The method, known as the Electrocardiographic Sex Index (ESI), is an AI-based score that analyzes ECG data on a continuous scale. The findings were published in the European Heart Journal - Digital Health.

Study Methodology

The study analyzed 61,930 ECGs from children aged 0 to 18 years. The data was sourced from the University of Tennessee Health Science Center's clinical ECG archive.

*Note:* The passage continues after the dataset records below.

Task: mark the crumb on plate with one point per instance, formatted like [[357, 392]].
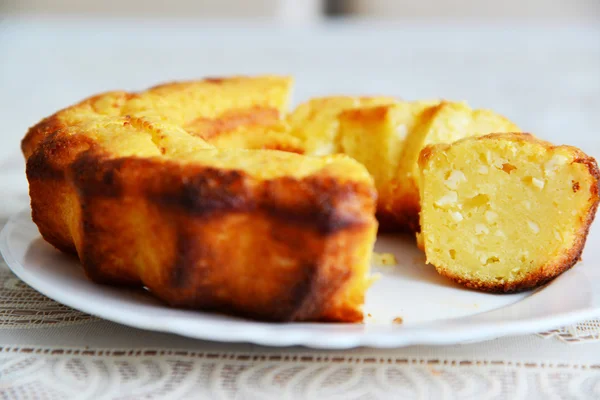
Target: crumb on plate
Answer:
[[384, 259]]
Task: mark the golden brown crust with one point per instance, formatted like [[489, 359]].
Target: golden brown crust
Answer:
[[550, 271], [279, 249], [207, 128]]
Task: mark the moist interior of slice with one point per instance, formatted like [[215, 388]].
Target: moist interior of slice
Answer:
[[502, 208]]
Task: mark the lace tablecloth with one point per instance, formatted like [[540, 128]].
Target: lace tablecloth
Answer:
[[546, 79]]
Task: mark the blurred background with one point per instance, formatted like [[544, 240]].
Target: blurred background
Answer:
[[307, 11], [535, 61]]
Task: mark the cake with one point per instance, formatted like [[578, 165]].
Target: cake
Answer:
[[388, 139], [152, 190], [505, 212]]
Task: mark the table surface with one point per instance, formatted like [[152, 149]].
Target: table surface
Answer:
[[546, 78]]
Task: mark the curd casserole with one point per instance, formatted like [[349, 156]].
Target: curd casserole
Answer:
[[505, 212], [213, 196]]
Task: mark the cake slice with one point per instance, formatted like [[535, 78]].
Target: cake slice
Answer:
[[387, 139], [505, 212]]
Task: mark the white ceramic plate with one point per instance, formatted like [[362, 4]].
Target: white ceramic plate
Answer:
[[434, 310]]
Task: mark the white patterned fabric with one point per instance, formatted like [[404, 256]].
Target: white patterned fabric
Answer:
[[545, 78]]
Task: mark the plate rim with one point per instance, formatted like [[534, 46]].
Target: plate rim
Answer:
[[450, 331]]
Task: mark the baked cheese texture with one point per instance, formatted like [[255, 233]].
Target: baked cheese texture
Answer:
[[182, 189], [388, 139], [505, 212]]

The ESI model, originally trained on adult data, was applied to these pediatric ECGs without retraining or recalibration. This allowed researchers to observe how ECG features changed relative to adult benchmarks as children aged.

Key Findings

  • Early Childhood: ESI values were similar across all children, regardless of biological sex.
  • Late Childhood and Adolescence: ESI values began to diverge, reflecting differences associated with normal growth and hormonal changes.
  • Racial Trends: The same age-related patterns in ESI values were observed consistently across all racial groups.
  • Model Accuracy: The accuracy of the ESI model in predicting biological development improved as children aged, approaching adult-level performance in older adolescents.

Researcher Statements

"ESI offers a continuous measure that may help researchers account for developmental stage when direct puberty or hormone data are not available."
— Tolga Hayit, Ph.D., co-lead author

"ECGs, when coupled with AI approaches, can reveal patterns of maturation and cardiovascular development at scale."
— Ibrahim Karabayir, Ph.D., co-first author

Significance and Next Steps

The authors suggest that ESI may be particularly useful in large studies where Tanner staging (a standard measure of physical development) or hormone data are unavailable.

The study establishes a foundation for future research but does not assess clinical outcomes. The researchers emphasize that further longitudinal studies incorporating Tanner staging, hormone measurements, and clinical outcomes are needed to evaluate the full significance of the ESI method and its potential to inform understanding of cardiovascular risk, treatment response, and long-term health outcomes.